Wednesday, May 17, 2006

History News Network

Ralph Luker has some comments on the Ward Churchill report at Cliopatra. Or rather, he comments that he is reserving comments until he reads the report, save for some statements about ACTA and David Horowitz:

It seems to me, however, that ACTA's title and methods are enormously irresponsible. Insofar as they are to be judged at all, and I think they should be, faculty members are assumed innocent until found guilty – found guilty by their peers and, then, only on a case by case basis. ACTA's claim that "Ward Churchills Abound" is highly irresponsible. You can dress David Horowitz in an academic gown and call him respectable, if you will. He's still a demagogue and I'm sorry to see ACTA, Erin, and the Phi Beta Cons trying to dignify his tactics.

I can concede part of his point for the technical reason that ACTA is probably not practicing perfect academic scholarship by using course descriptions to make their point. (See also the informative comments at for Luker's entry).

However, this misunderstands what ACTA has produced. ACTA has created a polemic, and as such, their arguments can be rejected or accepted. But Luker's criticism in fact holds them to a higher standard than the academics ACTA criticizes, and, if followed, would dismiss ACTA's arguments for reasons other than their persuasiveness and truthfulness, the only criteria on which a polemic should be judged.
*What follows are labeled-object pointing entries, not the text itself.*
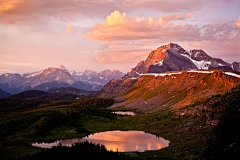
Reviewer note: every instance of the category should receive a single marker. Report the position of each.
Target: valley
(186, 97)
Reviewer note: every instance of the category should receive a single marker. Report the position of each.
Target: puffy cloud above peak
(69, 28)
(121, 27)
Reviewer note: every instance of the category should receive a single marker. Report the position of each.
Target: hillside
(4, 94)
(152, 92)
(72, 90)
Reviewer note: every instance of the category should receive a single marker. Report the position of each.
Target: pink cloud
(69, 28)
(140, 36)
(120, 27)
(238, 23)
(122, 53)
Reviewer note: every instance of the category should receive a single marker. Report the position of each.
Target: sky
(112, 34)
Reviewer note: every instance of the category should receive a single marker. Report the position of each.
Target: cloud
(120, 27)
(172, 5)
(131, 39)
(238, 23)
(122, 53)
(69, 28)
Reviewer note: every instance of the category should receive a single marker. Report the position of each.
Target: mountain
(37, 94)
(92, 77)
(173, 57)
(42, 80)
(72, 90)
(154, 91)
(105, 76)
(29, 94)
(4, 94)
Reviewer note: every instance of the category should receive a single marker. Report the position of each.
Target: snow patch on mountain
(160, 74)
(232, 74)
(158, 63)
(30, 75)
(206, 72)
(199, 64)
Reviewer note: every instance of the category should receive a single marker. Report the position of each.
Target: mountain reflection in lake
(122, 141)
(125, 113)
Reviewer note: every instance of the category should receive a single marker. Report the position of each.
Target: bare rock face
(173, 57)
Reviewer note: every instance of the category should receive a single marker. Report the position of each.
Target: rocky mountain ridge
(173, 57)
(92, 77)
(154, 91)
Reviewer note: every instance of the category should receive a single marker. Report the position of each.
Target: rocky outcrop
(172, 90)
(173, 57)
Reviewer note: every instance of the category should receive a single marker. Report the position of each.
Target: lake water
(122, 141)
(125, 113)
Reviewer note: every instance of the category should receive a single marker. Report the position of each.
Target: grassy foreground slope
(188, 129)
(153, 92)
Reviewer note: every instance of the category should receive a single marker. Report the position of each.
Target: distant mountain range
(56, 77)
(63, 93)
(92, 77)
(173, 57)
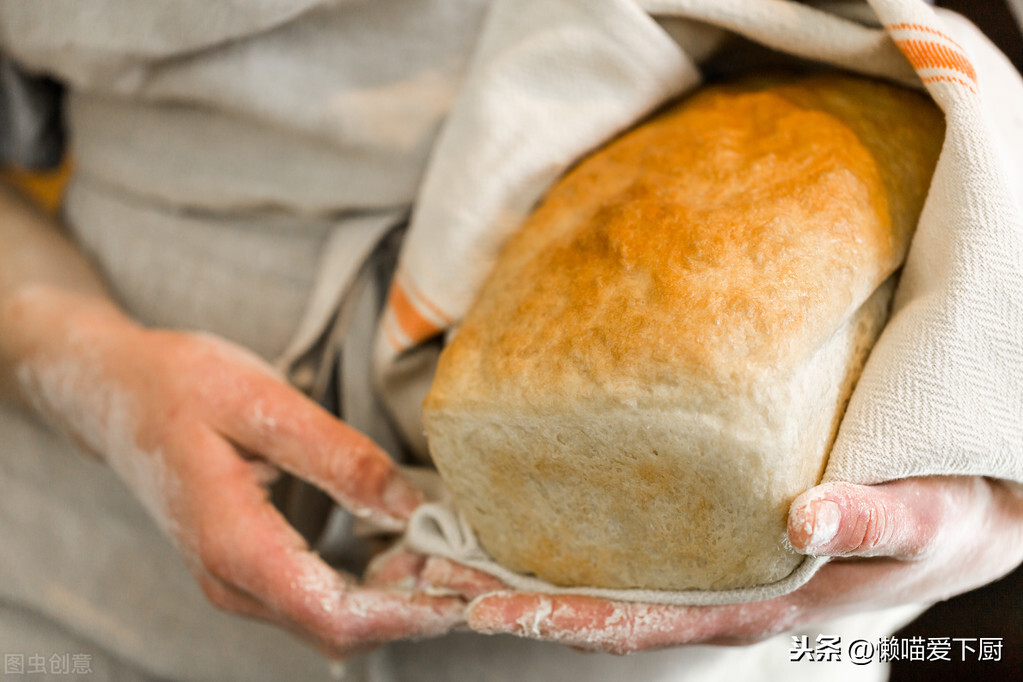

An academic, as seen by the Churchill case, can produce shoddy, dishonest polemics for many years, yet be protected by tenure from any effects criticism of that work might have. They can even have such polemics regarded as scholarship. Those outside of academia not only have no such protection. They must produce work that is not polemical in any way before their criticisms of polemics will be indulged. Their polemics must be footnoted and peer-reviewed before their criticisms of dishonest footnotes and incestuous peer reviews will be engaged at all. A faculty member, merely by virtue of being faculty, is thereby granted privileges to pontificatee on a subject that equally qualified non-faculty do not have.

The test of whether ACTA or David Horowitz is worth listening to is not the academic perfection of their scholarship, but whether their conclusions are persuasive to those who have experienced contemporary University scholarship first hand. In my experience, their criticisms are fair and accurate. I would further argue that if their initial conclusions are pursued more thoroughly, that academics would look even worse than ACTA's report makes them look.